Preferred Knowledge, Skills, and Experience
  • Experience with X-ray absorption spectroscopy theory, modelling, and interpretation, including XANES/EXAFS.
  • Hands-on experience with XAS simulation packages such as FEFF, OCEAN, FDMNES, XSpectra, or exciting.
  • Experience comparing simulated and experimental XAS/XAFS spectra.
  • Experience with high-throughput spectroscopy workflows, HPC, synchrotron datasets, or physics-informed AI.

**Please include a cover letter that briefly describes relevant simulation, chemistry, AI/ML, and XAS experience; include code links if available.**
Job Family
Postdoctoral
Job Profile
Postdoctoral Appointee
Worker Type
Long-Term (Fixed Term)
Time Type
Full time
The expected hiring range for this position is $72,879.00-$121,465.00.
Please note that the pay range information is a general guideline only. The pay offered to a selected candidate will be determined based on factors such as, but not limited to, the scope and responsibilities of the position, the qualifications of the selected candidate, business considerations, internal equity, and external market pay for comparable jobs. Additionally, comprehensive benefits are part of the total rewards package.
Click here to view Argonne employee benefits!
As an equal employment opportunity employer, and in accordance with our core values of impact, safety, respect, integrity and teamwork, Argonne National Laboratory is committed to a safe and welcoming workplace that fosters collaborative scientific discovery and innovation. Argonne encourages everyone to apply for employment. Argonne is committed to nondiscrimination and considers all qualified applicants for employment without regard to any characteristic protected by law.
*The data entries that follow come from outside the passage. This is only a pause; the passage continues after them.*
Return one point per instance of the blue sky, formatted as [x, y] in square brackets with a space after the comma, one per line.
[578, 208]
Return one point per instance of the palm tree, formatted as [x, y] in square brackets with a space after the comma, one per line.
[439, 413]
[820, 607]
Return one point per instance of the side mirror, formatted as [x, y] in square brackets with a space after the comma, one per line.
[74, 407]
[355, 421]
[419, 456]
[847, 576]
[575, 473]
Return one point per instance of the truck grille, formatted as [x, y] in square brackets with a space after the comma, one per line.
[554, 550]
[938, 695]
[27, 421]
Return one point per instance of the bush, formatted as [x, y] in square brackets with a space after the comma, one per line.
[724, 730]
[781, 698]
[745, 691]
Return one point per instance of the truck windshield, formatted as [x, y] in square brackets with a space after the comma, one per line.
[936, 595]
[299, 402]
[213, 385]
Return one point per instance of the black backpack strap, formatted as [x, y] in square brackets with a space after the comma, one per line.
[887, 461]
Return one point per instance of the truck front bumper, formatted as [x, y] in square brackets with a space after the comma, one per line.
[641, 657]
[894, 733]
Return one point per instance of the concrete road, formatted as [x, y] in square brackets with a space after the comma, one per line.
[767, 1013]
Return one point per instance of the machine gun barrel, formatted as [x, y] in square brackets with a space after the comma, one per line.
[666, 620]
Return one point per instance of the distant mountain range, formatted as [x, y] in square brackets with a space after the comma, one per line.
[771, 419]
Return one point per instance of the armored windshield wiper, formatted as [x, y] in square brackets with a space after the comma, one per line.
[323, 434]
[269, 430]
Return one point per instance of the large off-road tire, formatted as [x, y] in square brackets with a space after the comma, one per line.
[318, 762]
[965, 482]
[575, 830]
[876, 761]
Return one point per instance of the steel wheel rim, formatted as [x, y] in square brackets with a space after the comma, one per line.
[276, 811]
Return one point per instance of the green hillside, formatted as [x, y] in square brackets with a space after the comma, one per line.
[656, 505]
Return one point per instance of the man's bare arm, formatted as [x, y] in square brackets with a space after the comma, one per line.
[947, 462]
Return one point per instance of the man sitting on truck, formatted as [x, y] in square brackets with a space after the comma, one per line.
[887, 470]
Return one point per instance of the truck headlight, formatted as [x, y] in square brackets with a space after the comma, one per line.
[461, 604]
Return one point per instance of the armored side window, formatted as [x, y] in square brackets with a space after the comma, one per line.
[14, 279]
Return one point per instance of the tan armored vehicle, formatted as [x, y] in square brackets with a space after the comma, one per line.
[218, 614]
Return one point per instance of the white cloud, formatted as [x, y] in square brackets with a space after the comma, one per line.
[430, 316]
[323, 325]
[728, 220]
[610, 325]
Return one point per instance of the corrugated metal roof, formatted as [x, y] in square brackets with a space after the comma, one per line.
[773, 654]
Argonne employees, and certain guest researchers and contractors, are subject to particular restrictions related to participation in Foreign Government Sponsored or Affiliated Activities, as defined and detailed in United States Department of Energy Order 486.1A. You will be asked to disclose any such participation in the application phase for review by Argonne's Legal Department.
All Argonne offers of employment are contingent upon a background check that includes an assessment of criminal conviction history conducted on an individualized and case-by-case basis. Please be advised that Argonne positions require upon hire (or may require in the future) for the individual be to obtain a government access authorization that involves additional background check requirements. Failure to obtain or maintain such government access authorization could result in the withdrawal of a job offer or future termination of employment.